Wed Oct 4 02:48:28 PDT 2023

================
@@ -0,0 +1,356 @@
+///==--- VectorWiden.cpp - Combining Vector Operations to wider types ----==//
+//
+// Part of the LLVM Project, under the Apache License v2.0 with LLVM Exceptions.
+// See https://llvm.org/LICENSE.txt for license information.
+// SPDX-License-Identifier: Apache-2.0 WITH LLVM-exception
+//
+//===----------------------------------------------------------------------===//
+//
+// This pass tries to widen vector operations to a wider type, it finds
+// independent from each other operations with a certain vector type as SLP does
+// with scalars by Bottom Up. It detects consecutive stores that can be put
+// together into a wider vector-stores. Next, it attempts to construct
+// vectorizable tree using the use-def chains.
+//
+//==------------------------------------------------------------------------==//
+
+#include "llvm/Transforms/Vectorize/VectorWiden.h"
+#include "llvm/ADT/DenseMap.h"
+#include "llvm/ADT/SetVector.h"
+#include "llvm/ADT/SmallSet.h"
+#include "llvm/ADT/SmallVector.h"
+#include "llvm/Analysis/DependenceAnalysis.h"
+#include "llvm/Analysis/LoopAccessAnalysis.h"
+#include "llvm/Analysis/PostDominators.h"
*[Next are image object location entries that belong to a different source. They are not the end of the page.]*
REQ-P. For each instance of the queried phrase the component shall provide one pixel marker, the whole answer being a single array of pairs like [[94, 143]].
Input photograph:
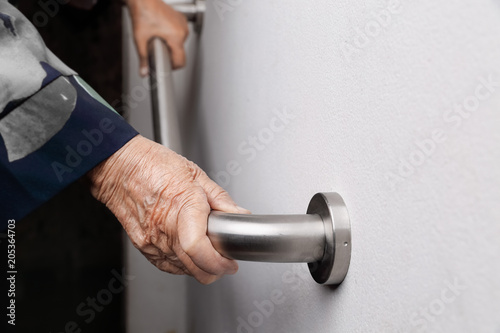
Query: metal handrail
[[321, 238]]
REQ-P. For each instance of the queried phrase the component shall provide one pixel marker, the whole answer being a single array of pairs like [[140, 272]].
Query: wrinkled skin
[[154, 18], [163, 201]]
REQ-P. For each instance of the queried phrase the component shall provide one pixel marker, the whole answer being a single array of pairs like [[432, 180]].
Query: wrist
[[105, 177]]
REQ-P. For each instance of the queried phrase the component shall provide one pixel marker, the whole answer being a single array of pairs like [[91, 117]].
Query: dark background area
[[67, 249]]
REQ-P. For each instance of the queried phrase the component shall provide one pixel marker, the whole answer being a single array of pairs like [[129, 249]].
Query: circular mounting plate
[[333, 267]]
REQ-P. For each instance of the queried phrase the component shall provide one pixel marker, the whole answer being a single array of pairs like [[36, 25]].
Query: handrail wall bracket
[[321, 238]]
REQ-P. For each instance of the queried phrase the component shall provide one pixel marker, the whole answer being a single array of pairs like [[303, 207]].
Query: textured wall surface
[[395, 106]]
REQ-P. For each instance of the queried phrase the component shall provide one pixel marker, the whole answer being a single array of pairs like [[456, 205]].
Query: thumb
[[142, 50]]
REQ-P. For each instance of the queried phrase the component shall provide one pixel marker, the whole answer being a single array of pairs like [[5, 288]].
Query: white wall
[[425, 246]]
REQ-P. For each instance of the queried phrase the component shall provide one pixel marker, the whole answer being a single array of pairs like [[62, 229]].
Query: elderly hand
[[163, 201], [154, 18]]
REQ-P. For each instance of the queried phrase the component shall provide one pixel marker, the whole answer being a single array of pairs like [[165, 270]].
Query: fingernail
[[243, 210], [233, 270]]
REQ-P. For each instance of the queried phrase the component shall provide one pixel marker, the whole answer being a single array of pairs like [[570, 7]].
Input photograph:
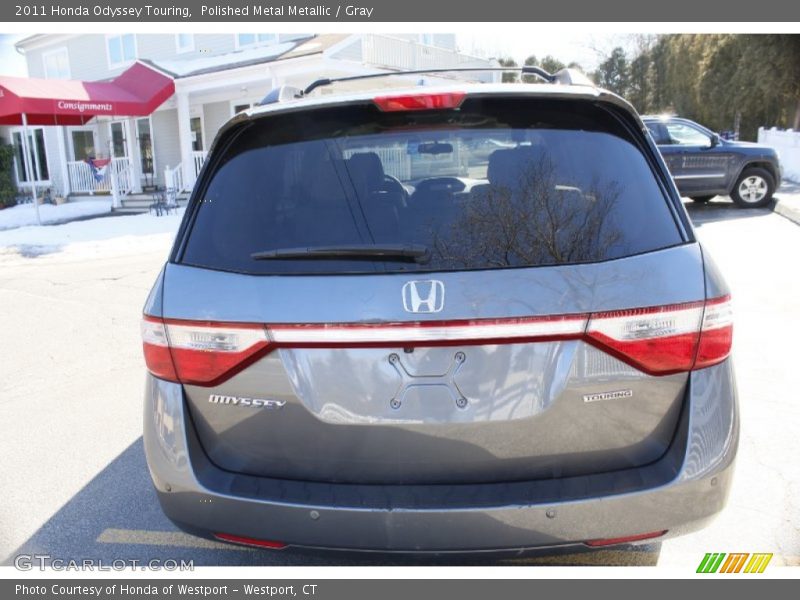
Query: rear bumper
[[679, 493]]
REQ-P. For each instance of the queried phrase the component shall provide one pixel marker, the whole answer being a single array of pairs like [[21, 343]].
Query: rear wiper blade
[[394, 252]]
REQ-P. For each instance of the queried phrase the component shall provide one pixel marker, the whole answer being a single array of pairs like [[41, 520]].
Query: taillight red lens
[[420, 101], [716, 333], [657, 340], [200, 353], [666, 339], [238, 539]]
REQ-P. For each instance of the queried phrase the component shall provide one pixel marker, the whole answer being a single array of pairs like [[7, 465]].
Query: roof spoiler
[[561, 77]]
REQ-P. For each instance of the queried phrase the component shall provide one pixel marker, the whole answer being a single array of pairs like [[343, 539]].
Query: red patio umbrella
[[136, 92]]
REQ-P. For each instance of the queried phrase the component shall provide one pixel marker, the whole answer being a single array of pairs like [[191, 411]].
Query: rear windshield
[[500, 183]]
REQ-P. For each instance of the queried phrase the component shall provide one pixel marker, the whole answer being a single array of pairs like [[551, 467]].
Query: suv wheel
[[754, 188]]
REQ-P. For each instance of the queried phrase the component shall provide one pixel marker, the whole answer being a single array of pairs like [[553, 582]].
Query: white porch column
[[185, 138], [134, 154], [62, 158]]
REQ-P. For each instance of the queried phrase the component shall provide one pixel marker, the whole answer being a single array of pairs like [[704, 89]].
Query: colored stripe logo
[[736, 562]]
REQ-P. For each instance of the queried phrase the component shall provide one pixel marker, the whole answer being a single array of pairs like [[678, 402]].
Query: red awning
[[137, 92]]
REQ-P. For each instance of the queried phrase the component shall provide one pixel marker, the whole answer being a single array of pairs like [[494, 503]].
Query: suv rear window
[[502, 182]]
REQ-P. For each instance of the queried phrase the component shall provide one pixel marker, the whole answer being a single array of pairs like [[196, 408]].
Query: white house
[[215, 75]]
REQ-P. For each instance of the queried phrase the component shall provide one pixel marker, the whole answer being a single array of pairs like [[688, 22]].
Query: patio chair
[[159, 203]]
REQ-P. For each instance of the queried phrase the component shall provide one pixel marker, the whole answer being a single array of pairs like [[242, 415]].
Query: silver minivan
[[440, 319]]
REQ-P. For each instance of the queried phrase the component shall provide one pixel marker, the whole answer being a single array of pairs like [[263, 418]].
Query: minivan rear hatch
[[480, 288]]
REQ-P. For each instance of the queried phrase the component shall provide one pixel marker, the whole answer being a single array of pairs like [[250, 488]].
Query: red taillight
[[200, 353], [666, 339], [419, 101], [716, 333], [238, 539], [657, 340], [625, 540]]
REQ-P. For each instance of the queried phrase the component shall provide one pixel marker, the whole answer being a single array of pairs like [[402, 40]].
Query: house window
[[144, 135], [56, 64], [118, 141], [184, 42], [38, 156], [237, 107], [196, 128], [121, 49], [83, 145], [248, 40]]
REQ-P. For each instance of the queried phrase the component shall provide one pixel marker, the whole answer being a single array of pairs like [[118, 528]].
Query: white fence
[[174, 179], [82, 178], [399, 53], [787, 143]]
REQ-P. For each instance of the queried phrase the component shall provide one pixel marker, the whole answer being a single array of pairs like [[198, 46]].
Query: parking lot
[[74, 480]]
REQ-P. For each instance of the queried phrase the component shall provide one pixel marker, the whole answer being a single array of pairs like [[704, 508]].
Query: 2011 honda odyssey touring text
[[462, 318]]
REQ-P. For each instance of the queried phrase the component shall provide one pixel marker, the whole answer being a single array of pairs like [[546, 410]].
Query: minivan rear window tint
[[500, 183]]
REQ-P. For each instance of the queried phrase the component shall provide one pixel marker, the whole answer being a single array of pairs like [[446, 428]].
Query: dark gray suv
[[469, 318], [704, 165]]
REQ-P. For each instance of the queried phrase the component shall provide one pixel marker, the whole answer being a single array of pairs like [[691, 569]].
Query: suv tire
[[754, 188]]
+#include "llvm/Analysis/TargetTransformInfo.h"
+#include "llvm/Analysis/ValueTracking.h"
+#include "llvm/Analysis/VectorUtils.h"
+#include "llvm/CodeGen/ValueTypes.h"
+#include "llvm/IR/ConstantRange.h"
+#include "llvm/IR/Dominators.h"
+#include "llvm/IR/Function.h"
+#include "llvm/IR/IRBuilder.h"
+#include "llvm/IR/InstrTypes.h"
+#include "llvm/IR/Instruction.h"
+#include "llvm/IR/Instructions.h"
+#include "llvm/IR/Intrinsics.h"
+#include "llvm/IR/PatternMatch.h"
+#include "llvm/IR/Type.h"
+#include "llvm/Support/CommandLine.h"
+#include "llvm/Transforms/Utils/CodeMoverUtils.h"
+#include "llvm/Transforms/Utils/Local.h"
+
+using namespace llvm;
+
+#define DEBUG_TYPE "vector-widen"
+
+// Due to independant operations to widening that we consider with possibility
+// to merge those operations into one and also to widening store if we find
+// later store instructions. We have to consider the distance between those
+// independent operations or we might introduce bad register pressure, etc.
+
+static cl::opt<unsigned>
+    MaxInstDistance("vw-max-instr-distance", cl::init(30), cl::Hidden,
+                    cl::desc("Maximum distance between instructions to"
+                             "consider to widen"));
+
+namespace {
+class VectorWiden {
+public:
+  using InstrList = SmallVector<Instruction *, 2>;
+  using ValueList = SmallVector<Value *, 2>;
+  VectorWiden(Function &F, const TargetTransformInfo &TTI, DominatorTree &DT,
+              DependenceInfo &DI, const PostDominatorTree &PDT)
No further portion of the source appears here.